Cela est d’autant plus vrai que cette fatwa et l’ordonnance 81 – 234 du 9 Décembre 1981 qui constitue son couronnement, viennent contredire les enseignements du saint Coran. En effet Allah ne dit-il pas dans le verset 70 d’«Al-Isra», (Le voyage nocturne) : « Certes, Nous avons honoré les fils d'Adam. Nous les avons transportés sur terre et sur mer, leur avons attribué de bonnes choses comme nourriture, et Nous les avons nettement préférés à plusieurs de Nos créatures. »
L’islam, religion de liberté et d’amour, a toujours appelé à la préservation de la dignité humaine. Qui plus est, l’esclavage dans cette contrée est le produit de plusieurs siècles d’anarchie et d’obscurantisme au nom desquels des hommes libres furent assujettis. Alors que l’Islam interdit clairement et catégoriquement toute pratique primitive de la capture de personnes libres, pour les réduire à l’esclavage ou pour les vendre en tant qu’asservies. Sur ce point, des propos clairs et péremptoires du Prophète— paix et bénédiction sur lui— citant Allah affirment : « Je serai l’adversaire de trois catégories de personnes le Jour du Jugement » ; parmi ces trois catégories, il cita « celui qui asservit un homme libre, puis le vend et récolte cet argent. » (rapporté par Al-Bukhârî et Ibn Mâjah) ; sachant que les termes de cette tradition prophétique sont généraux et n’excluent personne.
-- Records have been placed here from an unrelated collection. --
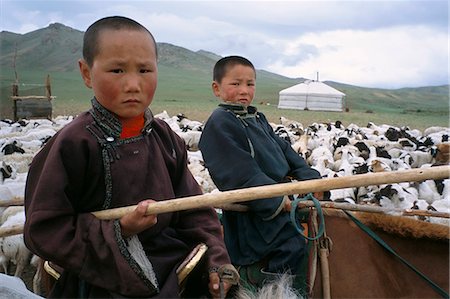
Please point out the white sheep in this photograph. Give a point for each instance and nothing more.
(12, 248)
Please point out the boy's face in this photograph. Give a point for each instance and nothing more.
(124, 73)
(237, 86)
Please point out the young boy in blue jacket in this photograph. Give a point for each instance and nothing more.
(241, 150)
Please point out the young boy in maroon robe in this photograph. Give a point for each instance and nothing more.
(116, 154)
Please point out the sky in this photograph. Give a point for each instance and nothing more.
(376, 43)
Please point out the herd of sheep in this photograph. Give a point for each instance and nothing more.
(332, 148)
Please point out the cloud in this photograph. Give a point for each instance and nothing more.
(392, 57)
(368, 43)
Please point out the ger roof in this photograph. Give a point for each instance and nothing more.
(311, 87)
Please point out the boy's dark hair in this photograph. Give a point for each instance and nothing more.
(90, 39)
(221, 66)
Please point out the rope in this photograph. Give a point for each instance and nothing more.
(296, 223)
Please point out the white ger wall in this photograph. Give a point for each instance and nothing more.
(312, 102)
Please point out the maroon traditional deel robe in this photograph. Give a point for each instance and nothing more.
(86, 167)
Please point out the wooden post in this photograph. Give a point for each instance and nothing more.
(48, 89)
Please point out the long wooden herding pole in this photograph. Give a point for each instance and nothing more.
(247, 194)
(302, 187)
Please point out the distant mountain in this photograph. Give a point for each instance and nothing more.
(183, 74)
(58, 48)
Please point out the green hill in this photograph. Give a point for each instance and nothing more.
(184, 83)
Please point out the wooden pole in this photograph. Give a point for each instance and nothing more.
(16, 201)
(302, 187)
(253, 193)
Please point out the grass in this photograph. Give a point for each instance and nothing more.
(180, 92)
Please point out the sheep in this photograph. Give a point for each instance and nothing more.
(14, 287)
(442, 156)
(6, 171)
(13, 147)
(12, 248)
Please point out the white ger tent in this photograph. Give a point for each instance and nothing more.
(311, 95)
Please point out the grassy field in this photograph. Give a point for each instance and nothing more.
(179, 92)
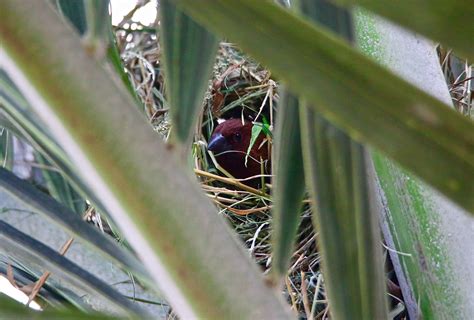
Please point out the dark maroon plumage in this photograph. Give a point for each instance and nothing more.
(229, 143)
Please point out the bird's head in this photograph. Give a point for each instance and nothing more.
(230, 144)
(231, 136)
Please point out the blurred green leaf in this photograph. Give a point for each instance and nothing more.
(75, 12)
(28, 250)
(71, 222)
(289, 183)
(449, 22)
(344, 217)
(6, 148)
(159, 208)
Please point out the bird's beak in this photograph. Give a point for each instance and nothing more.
(218, 143)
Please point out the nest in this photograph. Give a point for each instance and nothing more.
(239, 88)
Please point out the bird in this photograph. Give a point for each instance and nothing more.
(230, 143)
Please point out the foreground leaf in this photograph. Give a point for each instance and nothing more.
(26, 249)
(189, 52)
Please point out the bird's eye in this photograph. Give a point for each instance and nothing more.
(237, 137)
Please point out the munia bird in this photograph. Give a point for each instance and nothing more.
(230, 142)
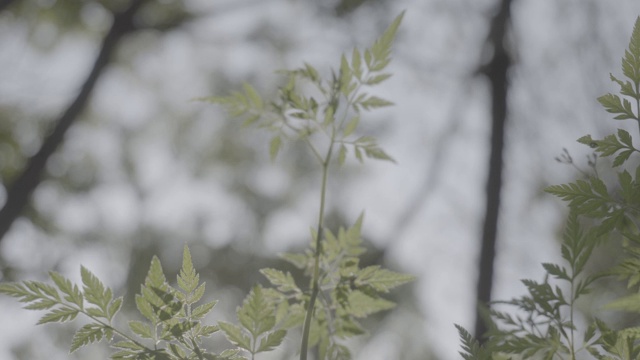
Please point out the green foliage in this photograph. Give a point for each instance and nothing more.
(543, 324)
(338, 292)
(331, 110)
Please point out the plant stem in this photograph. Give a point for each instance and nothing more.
(316, 266)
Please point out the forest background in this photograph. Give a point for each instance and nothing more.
(144, 170)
La prétendue abolition faisant suite à l’ordonnance précitée, décrétée sur la base de la fatwa de certains Ulémas (qu’Allah leur vient en aide) et qui « donnera lieu à une compensation au profit des ayants droits » au préjudice des esclaves, visait purement et simplement la légitimation de l’esclavage et l’absolution des maîtres. Mais désavouée comme il se doit, l’ordonnance ne connaîtra jamais le début d’application.
C’est pourquoi, devant la survivance de l’esclavage et face aux dénis des régimes, APP, qui est le premier parti politique à initier la lutte anti-esclavagiste avant d’être suivi en cela par d’autres forces, continue le combat consacré par la promulgation de la loi 0048 – 2007 interdisant et criminalisant les pratiques esclavagistes que les réformes issues du dialogue de 2011 élèveront dans la constitution au rang de crime contre l’humanité imprescriptible.
Cependant, en dépit d’un arsenal juridique existant, la volonté de l’application fait curieusement et tragiquement défaut. Les conséquences sont sans appel (tensions, heurts, crises…), du fait des parodies de justices et des décisions attentatoires graves, par ce temps de recrudescence des revendications à visées identitaires, communautaristes, tribales et particularistes.
C’est pourquoi APP, qui n’a jamais cessé de mettre en garde les Mauritaniens contre les dangers à même de compromettre l’existence du pays, du fait de l’incurie honteuse, de l’indifférence curieuse et l’incapacité criante du pouvoir à concevoir un programme d’actions efficientes et efficaces :
Affirme que toute tentative consistant à surfer sur la fatwa de 1981 dont s’inspira l’ordonnance de 1981 ramène le pays à la quadrature du cercle et ouvre la porte à tous les risques ;
Met en garde contre tout cynisme qui tend à un quelconque déni d’esclavage ou risque d’en minimiser les conséquences, ou ignorer l’impatience des victimes ;
Affirme que toute volonté réelle de mettre fin de l’esclavage au plan juridique passe par la reconnaissance de facto de l’illégitimité de l’esclavage en Mauritanie, connaissant leurs sources ;
Demande le pouvoir d’émettre des décrets d’applications pour les lois existant relatives à l’esclavage et ses séquelles, et la conception de programmes complets crédibles loin de toute propagande pour l’amélioration des conditions de vie économiques, sanitaires et éducatives des victimes ;
Engage le pouvoir à donner des instructions fermes à l’administration, aux forces de l’ordre et de sécurité, à la justice pour un traitement sérieux et juste des dossiers de l’esclavage ;
Convie les Mauritaniens, toutes obédiences confondues, à un dialogue social consensuel et inclusif à même de résoudre l’ensemble des problèmes sociaux inhérents à l’unité nationale et la cohésion sociale, entre autres l’esclavage qu’il est plus que jamais urgent de bannir ;
Salue l’éminente fatwa de l’érudit Cheikh Ahmed Jiddou Ould Ahmed Bahi, tout en espérant qu’elle fasse des émules parmi nos Ulémas.